Devant l'abondance et les diversités de ces cheminiments
institutionnels, il est fructueux de s'arrêter un
instant sur le travail de l'Unesco qui , dès sa création,
a tout fait pour promouvoir l'éducation aux médias.
On constate en effet, que si l'implication des responsables
de cette organisation ne s'est jamais démentie, les
essais de définition de l'objet de cette éducation
varient en fonction de filtres, de priorités qui
changent en permanence. A l'Unesco, comme au Conseil de
l'Europe, ces fluctuations sont repérables à
la lecture de la planification des actions. Certes, il est
aisé de comprendre que les experts en charge de ces
programmes n'aient plus porté le même regard
sur les besoins en éducation du monde des années
1980 que dans les années 1960. Mais il ne s'agit
pas de variations légères. En fait, c'est
l'angle d'attaque de la réflexion sur les médias
et sur l'éducation qui diffère.
Dans une première phase en effet, vers le milieu
du xxème siècle, les experts se sont interrogés
sur les moyens d'utiliser la communication de masse, notamment
la télévision, à des fins éducatives.
Leur problématique pourrait se résumer dans
les termes suivants : pourquoi ne pas profiter des médias
pour alphabétiser à grande échelle
des populations privées de structures d'enseignement
? A cette éducation, fondée sur l'utilisation
des médias (on fait alors de l'éducation par
les médias ou avec les médias qui illustrent
des disciplines traditionnelles, les rendent plus attrayantes),
se substituera, dans les années 1970, une autre définition
d'une visée différente, élaborée
par le Conseil international du cinéma et de la télévision
: "Par éducation aux médias, il convient d'entendre
l'étude, l'enseignement et l'apprentissage des moyens
modernes de communication et d'expression considérés
comme faisant partie d'un domaine spécifique et autonome
de connaissances dans la théorie et la pratique pédagogique
à la différence de leur utilisation comme
auxiliaires pour l'enseignement et l'apprentissage dans
d'autres domaines de connaissances tels que des mathématiques,
de la science et de la géographie". Nous sommes alors
en 1973.
Quelques années plus tard, en 1979, à l'Unesco,
une nouvelle définition cherche à embrasser
l'ensemble du phénomène. L'éducation
aux médias reflètera "toutes les manières
d'étudier, d'apprendre et d'enseigner à tous
les niveaux(...) et en toutes circonstances l'histoire,
la création, l'utilisation et l'évaluation
des médias en tant qu'arts pratiques et techniques,
ainsi que la place qu'occupent les médias dans la
société, leur impact social, les implications
de la communication médiatisée, la participation,
la modification du mode de perception qu'ils engendrent,
le rôle du travail créateur et l'accès
aux médias". Ce n'est pas être irrévérencieux
que de juger particulièrement confuse cette définition...

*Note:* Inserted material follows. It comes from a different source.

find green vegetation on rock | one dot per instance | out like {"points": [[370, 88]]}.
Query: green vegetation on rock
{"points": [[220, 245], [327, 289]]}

Des contributions pourraient être ajoutées,
émanant d'autres institutions, de groupes de recherche,
d'auteurs. A chaque fois, l'idée est de mieux décrire,
de mieux cerner l'objet "éducation aux médias".
L'intention est louable. Le résultat n'est guère
convaincant. Peut-être peut-on, dès lors, faire
l'hypothèse que s'il est si difficille de circonscrire
cette idée, c'est parce que l'on cherche à
conjuguer des niveaux différents. D'un côté,
on affirme que l'école doit prendre acte d l'émergence
des médias dans la société, qu'elle
doit se situer, notamment dans son rôle fondamental
par rapport au savoir. Et sur ce point, tout le monde est
d'accord. Mais en revanche les solutions proposées
ne sont en aucun cas consensuelles. Bien au contraire, elles
révèlent les clivages, les imaginaires, les
paris sur l'avenir qui nous renvoient à des débats
classiques, notamment d'ordre politique.
Cette expression, aujourd'hui consacrée, "d'éducation
aux médias" a en outre un inconvénient majeur.
Héritée de la langue anglaise, traduite littéralement
sans se soucier des connotations induites, elle s'avère
assez énigmatique. Il suffit pour s'en convaincre
de décliner ce mot à mot : quand parle-t-on,
dans les systèmes éducatifs, d'une "éducation
à..."?
Les enfants disent-ils : "je vais en éducation au
français, je vais en éducation aux mathématiques"?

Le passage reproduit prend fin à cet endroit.